Hugging Face's `datasets` library provides:
- **Efficient data loading:** Lazy loading, memory mapping, streaming
- **Built-in splits:** Easy train/validation splitting
- **Hub integration:** Push/pull datasets seamlessly
- **Tokenization helpers:** Works seamlessly with tokenizers

For our hybrid workflow, converting to `DatasetDict` lets us:
1. Push to Hub from CPU
2. Pull in Colab for GPU training
3. Maintain train/val splits automatically

## Train/Validation Split Strategy

We use a small validation set (5% default) because:
- Language models need large training sets
- Validation is mainly for monitoring overfitting
- Small val set is sufficient for perplexity checks

Use a **fixed random seed** for reproducibility.


In [None]:
# === TODO (you code this) ===
# Convert DataFrame to DatasetDict with train/validation split.
# Hints:
#   - Use datasets.Dataset.from_pandas() to convert DataFrame
#   - Use .train_test_split() with test_size=val_split
#   - Set seed for reproducibility
# Acceptance:
#   - DatasetDict with expected split sizes (val ~ config.val_split)

from datasets import Dataset, DatasetDict
import pandas as pd

def to_hf_dataset(df, val_split: float, seed: int=42):
    """
    Convert DataFrame to Hugging Face DatasetDict with train/val split.
    
    Args:
        df: DataFrame with 'text' column
        val_split: Fraction for validation (e.g., 0.05)
        seed: Random seed for splitting
        
    Returns:
        DatasetDict: Dictionary with 'train' and 'validation' splits
    """
    raise NotImplementedError

# Load cleaned data and convert
df = pd.read_csv("data/processed/frankenstein_cleaned.csv")
dset = to_hf_dataset(df, val_split=0.05, seed=42)
print(f"Train: {len(dset['train'])}, Val: {len(dset['validation'])}")


## Pushing to Hugging Face Hub

Pushing to the Hub makes the dataset portable:
- Pull it in Colab without file transfers
- Share with collaborators
- Version control your data

**Note:** You'll need a Hugging Face token.

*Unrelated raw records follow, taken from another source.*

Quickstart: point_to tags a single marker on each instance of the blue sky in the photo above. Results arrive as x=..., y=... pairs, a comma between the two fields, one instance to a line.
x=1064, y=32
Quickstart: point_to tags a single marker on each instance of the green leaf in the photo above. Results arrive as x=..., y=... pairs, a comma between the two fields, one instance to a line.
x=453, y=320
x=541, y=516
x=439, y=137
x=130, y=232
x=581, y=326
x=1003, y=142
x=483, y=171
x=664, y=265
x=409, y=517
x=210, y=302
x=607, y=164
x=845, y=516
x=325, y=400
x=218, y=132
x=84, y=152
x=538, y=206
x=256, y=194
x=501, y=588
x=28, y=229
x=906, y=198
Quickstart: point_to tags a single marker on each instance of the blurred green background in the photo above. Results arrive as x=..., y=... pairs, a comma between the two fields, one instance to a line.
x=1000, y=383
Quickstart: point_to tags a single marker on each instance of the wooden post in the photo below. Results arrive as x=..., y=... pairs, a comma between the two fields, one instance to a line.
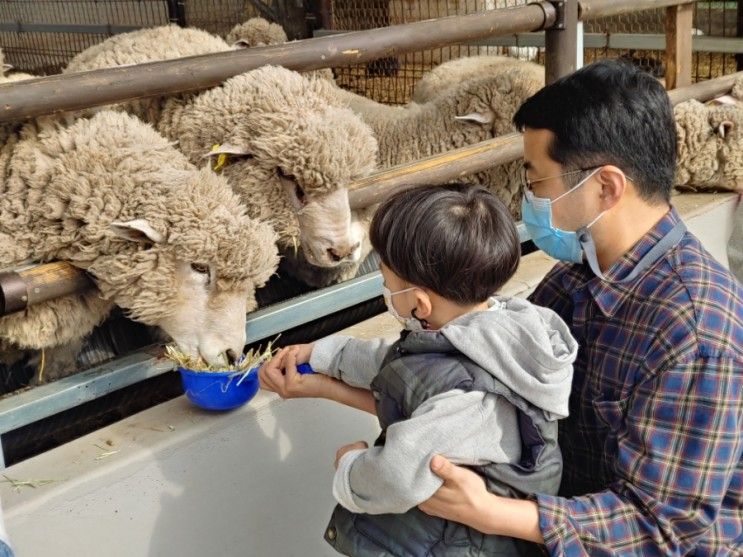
x=678, y=45
x=561, y=41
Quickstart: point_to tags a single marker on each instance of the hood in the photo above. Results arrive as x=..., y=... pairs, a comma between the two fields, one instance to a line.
x=526, y=347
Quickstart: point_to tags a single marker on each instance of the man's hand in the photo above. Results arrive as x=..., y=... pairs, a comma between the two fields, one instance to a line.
x=345, y=448
x=462, y=498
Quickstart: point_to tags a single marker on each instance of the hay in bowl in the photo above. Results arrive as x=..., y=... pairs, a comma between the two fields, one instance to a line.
x=219, y=387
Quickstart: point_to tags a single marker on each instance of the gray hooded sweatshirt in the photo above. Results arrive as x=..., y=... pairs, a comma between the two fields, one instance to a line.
x=527, y=348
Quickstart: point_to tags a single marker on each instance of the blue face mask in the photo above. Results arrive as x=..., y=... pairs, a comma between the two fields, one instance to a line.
x=536, y=213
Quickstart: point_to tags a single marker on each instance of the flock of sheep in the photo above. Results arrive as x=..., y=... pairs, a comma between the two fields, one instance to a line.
x=181, y=207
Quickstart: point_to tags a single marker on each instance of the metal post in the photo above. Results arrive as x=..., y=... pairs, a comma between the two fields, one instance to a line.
x=678, y=45
x=739, y=33
x=177, y=12
x=561, y=41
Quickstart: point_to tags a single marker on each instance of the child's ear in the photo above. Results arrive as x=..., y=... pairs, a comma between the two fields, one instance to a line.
x=423, y=305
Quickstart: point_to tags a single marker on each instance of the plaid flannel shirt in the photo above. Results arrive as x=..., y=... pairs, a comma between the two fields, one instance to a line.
x=653, y=444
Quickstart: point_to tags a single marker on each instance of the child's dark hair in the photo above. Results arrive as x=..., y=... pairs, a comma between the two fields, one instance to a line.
x=609, y=112
x=457, y=240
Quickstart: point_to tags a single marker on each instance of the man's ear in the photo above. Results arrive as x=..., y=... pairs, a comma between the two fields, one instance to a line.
x=613, y=185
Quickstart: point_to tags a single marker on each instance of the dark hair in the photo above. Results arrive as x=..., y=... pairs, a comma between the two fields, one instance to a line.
x=457, y=240
x=609, y=113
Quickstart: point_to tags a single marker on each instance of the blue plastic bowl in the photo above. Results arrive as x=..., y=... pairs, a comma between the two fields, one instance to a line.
x=219, y=390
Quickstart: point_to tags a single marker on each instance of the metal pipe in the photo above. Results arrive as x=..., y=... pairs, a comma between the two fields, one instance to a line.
x=593, y=9
x=75, y=91
x=436, y=169
x=23, y=288
x=561, y=42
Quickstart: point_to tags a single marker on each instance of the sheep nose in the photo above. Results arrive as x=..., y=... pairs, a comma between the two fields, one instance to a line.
x=338, y=254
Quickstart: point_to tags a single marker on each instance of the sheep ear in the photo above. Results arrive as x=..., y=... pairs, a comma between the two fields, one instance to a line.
x=137, y=230
x=485, y=118
x=725, y=127
x=227, y=149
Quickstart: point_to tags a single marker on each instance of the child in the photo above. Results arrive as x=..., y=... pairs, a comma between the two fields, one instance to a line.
x=479, y=379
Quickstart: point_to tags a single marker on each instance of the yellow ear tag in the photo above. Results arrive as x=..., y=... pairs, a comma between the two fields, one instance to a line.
x=221, y=159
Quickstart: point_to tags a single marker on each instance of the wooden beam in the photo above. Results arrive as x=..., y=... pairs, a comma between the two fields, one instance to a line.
x=678, y=45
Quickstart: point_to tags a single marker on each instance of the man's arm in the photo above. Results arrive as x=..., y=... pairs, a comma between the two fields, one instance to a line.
x=678, y=449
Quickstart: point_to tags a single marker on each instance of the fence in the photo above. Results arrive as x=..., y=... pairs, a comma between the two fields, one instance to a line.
x=47, y=95
x=391, y=80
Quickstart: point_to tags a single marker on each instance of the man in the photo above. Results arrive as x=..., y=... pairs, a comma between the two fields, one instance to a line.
x=652, y=447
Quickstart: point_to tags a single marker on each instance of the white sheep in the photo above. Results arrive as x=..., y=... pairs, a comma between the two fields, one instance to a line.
x=709, y=146
x=256, y=32
x=170, y=244
x=475, y=110
x=290, y=153
x=452, y=74
x=290, y=156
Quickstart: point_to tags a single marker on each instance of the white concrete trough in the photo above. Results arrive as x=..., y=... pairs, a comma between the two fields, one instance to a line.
x=176, y=481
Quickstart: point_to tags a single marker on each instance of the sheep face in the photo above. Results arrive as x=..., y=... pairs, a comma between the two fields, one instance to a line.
x=708, y=144
x=194, y=269
x=295, y=155
x=486, y=105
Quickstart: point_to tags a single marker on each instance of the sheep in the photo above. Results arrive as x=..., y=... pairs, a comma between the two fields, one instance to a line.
x=168, y=243
x=453, y=73
x=709, y=144
x=260, y=32
x=476, y=110
x=256, y=32
x=8, y=75
x=290, y=152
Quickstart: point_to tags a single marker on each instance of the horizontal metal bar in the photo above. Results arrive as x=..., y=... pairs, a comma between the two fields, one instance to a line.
x=593, y=9
x=618, y=41
x=103, y=29
x=74, y=91
x=272, y=320
x=46, y=400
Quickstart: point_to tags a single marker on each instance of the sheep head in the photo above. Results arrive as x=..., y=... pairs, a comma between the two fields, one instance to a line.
x=256, y=32
x=708, y=146
x=484, y=106
x=190, y=265
x=301, y=153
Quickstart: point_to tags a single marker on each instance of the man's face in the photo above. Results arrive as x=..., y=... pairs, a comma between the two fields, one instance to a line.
x=575, y=209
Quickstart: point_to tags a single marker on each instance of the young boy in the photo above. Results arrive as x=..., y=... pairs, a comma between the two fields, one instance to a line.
x=480, y=379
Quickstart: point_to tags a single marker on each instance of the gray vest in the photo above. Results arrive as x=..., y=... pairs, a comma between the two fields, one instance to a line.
x=417, y=368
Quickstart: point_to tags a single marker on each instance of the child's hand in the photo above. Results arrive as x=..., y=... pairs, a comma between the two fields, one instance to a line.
x=344, y=449
x=280, y=374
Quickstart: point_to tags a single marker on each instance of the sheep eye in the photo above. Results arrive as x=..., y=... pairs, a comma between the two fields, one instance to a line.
x=299, y=192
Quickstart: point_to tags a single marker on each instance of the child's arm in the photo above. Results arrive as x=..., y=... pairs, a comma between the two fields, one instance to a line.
x=354, y=361
x=466, y=427
x=280, y=375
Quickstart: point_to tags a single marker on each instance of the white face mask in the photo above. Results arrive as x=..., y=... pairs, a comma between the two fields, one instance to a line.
x=410, y=323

Set it as an environment variable or use `huggingface_hub.login()`.


In [None]:
# === TODO (you code this) ===
# (Optional) Push dataset to the HF Hub.
# Hints:
#   - Require env var or prompt for token; use push_to_hub with repo_id
#   - Handle authentication (huggingface_hub.login() or token from env)
#   - Use private=True if you want to keep it private
# Acceptance:
#   - dataset appears on the Hub; or skipped cleanly if not configured

import os
from huggingface_hub import login

def maybe_push_dataset(dset, repo_id: str):
    """
    Optionally push dataset to Hugging Face Hub.
    
    Args:
        dset: DatasetDict to push
        repo_id: Hub repository ID (e.g., "username/dataset-name")
    """
    raise NotImplementedError

# Push if configured
repo_id = "YOURUSER/frankenstein-fanfic-snippets"  # Update this!
maybe_push_dataset(dset, repo_id)